- Location: Berzovia, Caraș-Severin, Romania

History
- Founded: 2nd century AD
- Abandoned: 3rd century AD

Site notes
- Elevation: 137 m (449 ft)
- Excavation dates: 1862–1866 1961–1962 1965–1968 1969–1970 1998–1999 2000–2001
- Condition: Ruined

= Bersobis =

Bersobis was an ancient Dacian fortress conquered in Trajan's Dacian Wars with the Romans. It became
a legionary fortress in the Roman province of Dacia in the 2nd century AD. It is located near the town of Berzovia, Romania.
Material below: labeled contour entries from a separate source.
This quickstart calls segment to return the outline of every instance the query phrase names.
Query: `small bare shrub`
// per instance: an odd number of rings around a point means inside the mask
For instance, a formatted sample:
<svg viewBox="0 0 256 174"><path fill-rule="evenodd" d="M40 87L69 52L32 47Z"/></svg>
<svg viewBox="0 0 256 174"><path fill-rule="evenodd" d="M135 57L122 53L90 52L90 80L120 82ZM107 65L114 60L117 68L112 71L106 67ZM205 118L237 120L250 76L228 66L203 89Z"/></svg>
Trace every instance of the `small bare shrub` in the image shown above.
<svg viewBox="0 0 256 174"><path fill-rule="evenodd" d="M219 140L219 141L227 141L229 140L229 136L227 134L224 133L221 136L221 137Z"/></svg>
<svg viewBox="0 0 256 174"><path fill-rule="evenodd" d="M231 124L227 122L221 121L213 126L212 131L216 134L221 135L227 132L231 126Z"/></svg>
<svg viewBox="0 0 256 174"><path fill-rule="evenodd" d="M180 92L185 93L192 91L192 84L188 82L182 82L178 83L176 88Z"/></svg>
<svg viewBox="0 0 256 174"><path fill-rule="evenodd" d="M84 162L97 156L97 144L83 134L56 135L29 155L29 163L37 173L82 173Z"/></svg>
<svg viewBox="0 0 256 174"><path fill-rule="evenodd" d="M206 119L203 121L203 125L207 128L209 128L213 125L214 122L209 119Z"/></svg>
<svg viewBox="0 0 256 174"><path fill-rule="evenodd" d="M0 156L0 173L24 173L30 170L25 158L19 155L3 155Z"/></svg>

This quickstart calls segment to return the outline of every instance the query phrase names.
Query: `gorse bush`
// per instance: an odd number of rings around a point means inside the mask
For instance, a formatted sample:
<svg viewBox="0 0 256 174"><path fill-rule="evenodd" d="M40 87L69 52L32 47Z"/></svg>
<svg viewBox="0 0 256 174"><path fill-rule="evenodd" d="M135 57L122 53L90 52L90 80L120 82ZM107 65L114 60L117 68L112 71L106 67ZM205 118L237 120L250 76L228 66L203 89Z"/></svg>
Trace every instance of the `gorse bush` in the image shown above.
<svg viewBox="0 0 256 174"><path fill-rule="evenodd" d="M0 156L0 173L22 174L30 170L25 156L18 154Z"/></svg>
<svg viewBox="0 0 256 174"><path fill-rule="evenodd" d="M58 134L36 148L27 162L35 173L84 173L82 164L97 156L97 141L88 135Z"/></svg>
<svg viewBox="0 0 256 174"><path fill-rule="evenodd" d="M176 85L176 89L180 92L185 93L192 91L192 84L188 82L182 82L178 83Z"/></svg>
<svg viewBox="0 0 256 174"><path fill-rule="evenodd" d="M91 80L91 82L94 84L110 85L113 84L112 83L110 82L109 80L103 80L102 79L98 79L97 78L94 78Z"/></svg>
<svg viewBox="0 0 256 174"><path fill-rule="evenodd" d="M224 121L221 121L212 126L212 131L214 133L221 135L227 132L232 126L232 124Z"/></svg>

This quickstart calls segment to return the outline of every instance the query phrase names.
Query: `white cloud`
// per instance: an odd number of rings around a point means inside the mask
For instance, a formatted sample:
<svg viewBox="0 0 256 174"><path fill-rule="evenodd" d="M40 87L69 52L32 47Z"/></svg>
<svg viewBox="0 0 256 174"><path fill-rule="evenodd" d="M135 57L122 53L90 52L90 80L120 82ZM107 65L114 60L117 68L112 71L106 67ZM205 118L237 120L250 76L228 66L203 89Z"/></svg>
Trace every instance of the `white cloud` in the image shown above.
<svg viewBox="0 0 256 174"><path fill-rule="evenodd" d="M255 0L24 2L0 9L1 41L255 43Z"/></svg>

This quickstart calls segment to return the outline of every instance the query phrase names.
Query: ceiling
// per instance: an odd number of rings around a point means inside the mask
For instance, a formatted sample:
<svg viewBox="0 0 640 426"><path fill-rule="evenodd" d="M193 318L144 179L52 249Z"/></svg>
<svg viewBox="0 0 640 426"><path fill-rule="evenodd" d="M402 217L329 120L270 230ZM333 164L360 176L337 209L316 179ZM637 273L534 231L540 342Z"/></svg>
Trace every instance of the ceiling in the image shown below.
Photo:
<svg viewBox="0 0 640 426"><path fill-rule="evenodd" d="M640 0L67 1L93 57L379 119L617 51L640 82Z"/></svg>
The legion Legio IV Flavia Felix built its legionary fortress and base here in about 108 AD which endured till 118/9. It was built in an enclosure with earth and wooden ramparts and with a single defensive trench outside. The principia (headquarters), after the first wooden phase, were rebuilt in stone on the same site. A fire later destroyed it, without being rebuilt. In 118/9 the legion returned to its old south-Danube garrison at Singidunum and a civilian settlement developed on the site of the fort and its canabae which became a city and municipium.

The city became wealthy through trade due to its location on the crossroads from Arcidava (Vărădia) and Moldova Veche. A road from Moldova Veche passed through the Roman mining centres from Moldova Noua to Sasca, and from there to Ciclova and Oraviţa, continuing through Maidan, Dognecea and Bocşa ending at Bersobis. A Roman road continued for 12 miles (17 km) to the next Roman fort of Azizis.

The defensive ditch can be seen on the “Erinii road” as well as the traces of town houses.

In 1968 an Imperial helmet was found here.